There I was absentmindedly scanning the digital press last month when an article jumped out at me.
"The man behind the 1985 bombing of a 747 off the coast of Cork has been freed," the headline roared at me. "The only person convicted in the 1985 Air India bombings that killed 329 people is now free, Canada’s parole board said today." and the Journal ran with it. Three hundred and twenty-nine poor souls died in that terrorist atrocity including some entire families. I remember it all so vividly even now thirty-two years later.
At the time I ran a "Marine Laundry and Chandlery Service" to the Port of Cork and I was just back in the laundry after my early morning rounds of the harbour area when the phone rang. "I suppose you heard," the ship's agent said. I hadn't so he filled me in including news that the Canadian Coast Guard were dispatching a search and rescue vessel called, "The John Cabot," (seen here), to assist in whatever needed to be done. The Air India Jumbo had taken off from Canada for London en route to Delhi. Its flight path took it offshore Southern Ireland for the approaches to Heathrow.
So this messed up fucker, Inderjit Singh Reyat, sees it in his heart to anonymously place a bomb onboard and kill all of those innocent people and today he's walking around a free man and those 329 poor souls are resting at the bottom of the Celtic Sea. I was awarded the contract to supply the John Cabot for the duration and it was a long duration at that. The big crew meant huge bags of laundry for one side of my business and many mouths to feed for the other. The ship kept me very busy for a long time and the resultant profits should have made me happy. But it was like blood money, if you can understand that. Given a choice I would have preferred those people reach their destinations a million times over rather than me ending up servicing their clean-up mission.
I did speak to some crew members about they things they saw and found because the ship was tasked with gathering up as much of the plane and the people as it could. It was harrowing for them and gruesome to listen to. My own Mother died that year so all the way around, 1985 was a shitty year for this twenty-nine year old bloke aback then. But I remembered this February 2017 as the Journal reminded me of the many thoughts I had at night alone in the apartment I lived in during 1985.
My first cousin in Northern Ireland had previously been the victim of a kidnapping that included three days of torture at the hands of Loyalist terrorists before they pumped seven bullets into his head and dumped his naked body by a roadside. It proved nothing but the savage ignorance of those involved. I went up for the funeral and it was all so mind-numbingly sad and pointless. There was a general strike called the "Ulster Workers Strike" on at the time and Michael couldn't catch his usual bus back to Belfast University, so he hitched and wasn't seen for a few days. The coolish RUC explained that he was a catholic in the wrong place.

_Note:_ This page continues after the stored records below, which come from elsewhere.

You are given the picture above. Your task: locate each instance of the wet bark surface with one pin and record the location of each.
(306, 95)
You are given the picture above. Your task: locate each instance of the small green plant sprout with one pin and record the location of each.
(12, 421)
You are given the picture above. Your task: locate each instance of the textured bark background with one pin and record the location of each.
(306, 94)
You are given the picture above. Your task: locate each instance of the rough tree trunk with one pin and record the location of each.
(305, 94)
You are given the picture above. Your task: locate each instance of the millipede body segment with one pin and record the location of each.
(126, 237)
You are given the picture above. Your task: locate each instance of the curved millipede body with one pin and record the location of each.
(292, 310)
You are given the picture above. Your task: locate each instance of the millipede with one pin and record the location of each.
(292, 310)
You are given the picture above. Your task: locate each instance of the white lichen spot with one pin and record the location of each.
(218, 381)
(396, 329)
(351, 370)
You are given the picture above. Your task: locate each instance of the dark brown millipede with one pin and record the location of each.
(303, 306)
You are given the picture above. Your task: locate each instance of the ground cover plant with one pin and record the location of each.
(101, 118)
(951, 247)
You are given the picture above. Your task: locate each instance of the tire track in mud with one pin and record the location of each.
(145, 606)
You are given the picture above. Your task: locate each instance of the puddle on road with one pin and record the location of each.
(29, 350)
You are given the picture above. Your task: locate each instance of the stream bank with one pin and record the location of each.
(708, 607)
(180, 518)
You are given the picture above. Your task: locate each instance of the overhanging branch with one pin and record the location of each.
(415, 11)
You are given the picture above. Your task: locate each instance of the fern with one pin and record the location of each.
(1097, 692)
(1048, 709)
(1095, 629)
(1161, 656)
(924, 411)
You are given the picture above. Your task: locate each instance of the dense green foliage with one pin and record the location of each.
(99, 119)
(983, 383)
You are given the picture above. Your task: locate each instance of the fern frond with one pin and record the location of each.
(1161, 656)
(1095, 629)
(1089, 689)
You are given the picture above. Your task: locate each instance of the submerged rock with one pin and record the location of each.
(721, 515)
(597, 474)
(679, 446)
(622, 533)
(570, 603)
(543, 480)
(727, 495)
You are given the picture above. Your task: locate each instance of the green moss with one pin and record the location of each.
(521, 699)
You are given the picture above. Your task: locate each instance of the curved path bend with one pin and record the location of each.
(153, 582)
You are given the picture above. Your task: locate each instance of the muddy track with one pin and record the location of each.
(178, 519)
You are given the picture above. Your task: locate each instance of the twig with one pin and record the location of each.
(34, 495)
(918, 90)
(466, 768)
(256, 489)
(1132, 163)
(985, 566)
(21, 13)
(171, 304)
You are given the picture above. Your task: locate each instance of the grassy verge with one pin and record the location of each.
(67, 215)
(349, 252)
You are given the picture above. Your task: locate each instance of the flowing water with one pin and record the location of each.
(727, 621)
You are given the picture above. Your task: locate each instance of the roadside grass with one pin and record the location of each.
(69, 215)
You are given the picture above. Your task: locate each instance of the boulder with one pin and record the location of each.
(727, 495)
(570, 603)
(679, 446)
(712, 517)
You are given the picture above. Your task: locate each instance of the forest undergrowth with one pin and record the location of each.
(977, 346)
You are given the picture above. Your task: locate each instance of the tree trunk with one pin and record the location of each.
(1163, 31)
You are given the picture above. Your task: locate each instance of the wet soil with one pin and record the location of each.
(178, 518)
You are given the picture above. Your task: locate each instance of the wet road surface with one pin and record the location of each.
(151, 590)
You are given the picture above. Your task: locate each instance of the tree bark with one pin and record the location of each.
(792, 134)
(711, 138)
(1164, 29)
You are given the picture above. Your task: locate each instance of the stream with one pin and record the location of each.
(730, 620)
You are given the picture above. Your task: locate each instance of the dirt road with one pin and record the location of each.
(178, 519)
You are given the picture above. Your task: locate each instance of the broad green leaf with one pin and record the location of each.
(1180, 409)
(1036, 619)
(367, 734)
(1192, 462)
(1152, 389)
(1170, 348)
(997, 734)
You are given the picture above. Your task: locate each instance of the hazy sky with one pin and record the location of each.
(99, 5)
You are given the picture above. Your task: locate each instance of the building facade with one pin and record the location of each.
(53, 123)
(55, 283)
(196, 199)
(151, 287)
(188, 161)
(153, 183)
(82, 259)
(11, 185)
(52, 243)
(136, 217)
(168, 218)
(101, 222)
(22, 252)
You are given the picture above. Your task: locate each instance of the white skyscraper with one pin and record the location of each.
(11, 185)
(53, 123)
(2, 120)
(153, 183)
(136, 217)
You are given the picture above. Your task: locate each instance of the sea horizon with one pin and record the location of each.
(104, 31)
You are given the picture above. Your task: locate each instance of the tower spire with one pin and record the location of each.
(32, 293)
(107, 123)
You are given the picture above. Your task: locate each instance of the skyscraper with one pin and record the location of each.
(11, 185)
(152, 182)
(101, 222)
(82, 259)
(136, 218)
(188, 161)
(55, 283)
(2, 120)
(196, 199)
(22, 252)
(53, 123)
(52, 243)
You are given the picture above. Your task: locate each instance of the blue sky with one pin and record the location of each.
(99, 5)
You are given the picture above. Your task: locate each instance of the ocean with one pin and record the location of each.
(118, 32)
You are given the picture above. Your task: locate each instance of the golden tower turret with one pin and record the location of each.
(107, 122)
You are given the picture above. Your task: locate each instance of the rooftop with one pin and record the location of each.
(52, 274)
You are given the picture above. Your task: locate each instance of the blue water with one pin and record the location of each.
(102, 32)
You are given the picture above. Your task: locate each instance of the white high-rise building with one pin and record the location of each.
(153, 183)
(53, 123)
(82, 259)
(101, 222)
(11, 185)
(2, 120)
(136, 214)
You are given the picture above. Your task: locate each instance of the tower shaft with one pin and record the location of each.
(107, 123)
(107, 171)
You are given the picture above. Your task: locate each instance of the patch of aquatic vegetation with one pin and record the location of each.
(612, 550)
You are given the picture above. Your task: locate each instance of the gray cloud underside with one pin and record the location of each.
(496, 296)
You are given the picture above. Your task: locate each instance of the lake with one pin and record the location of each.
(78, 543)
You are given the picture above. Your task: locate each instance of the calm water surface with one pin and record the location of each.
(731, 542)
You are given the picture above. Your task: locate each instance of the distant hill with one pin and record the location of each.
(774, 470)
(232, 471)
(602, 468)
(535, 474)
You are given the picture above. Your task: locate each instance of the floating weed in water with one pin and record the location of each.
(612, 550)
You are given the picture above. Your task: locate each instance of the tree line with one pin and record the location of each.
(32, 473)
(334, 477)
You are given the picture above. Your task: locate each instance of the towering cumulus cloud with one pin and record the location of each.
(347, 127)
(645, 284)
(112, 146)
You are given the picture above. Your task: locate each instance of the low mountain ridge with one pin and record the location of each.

And I thought, "Why?" I thought the same thing in 1985 when the bomber struck Flight 185. I stood at the memorial to them once near Sheep's Head and looked out over the angry sea at the burial spot. The fucker responsible had still not be charged but I remember hoping they'd publicly burn the bastard. Is that the true purpose of terrorism? Do those with a deep hatred in their hearts want to bring the rest of us down to their level? Would it make them happy if we in turn murdered their loved ones? It's a pertinent thought today as American bombs create more terrorists in the Middle East.
In the end though I confess to being baffled by human nature. Perhaps I'm naive or just an idealist but for me, life is about making the most of what you have to create a modicum of happiness around you, which in turn makes you happy. I will never understand the minds that killed Michael nor the motivation of an individual to plant a bomb. I can understand taking up a gun when you are under fire but that is self-defense. Ruthlessly murdering 329 strangers is beyond my comprehension.
And it is depressing even writing about it all those years later.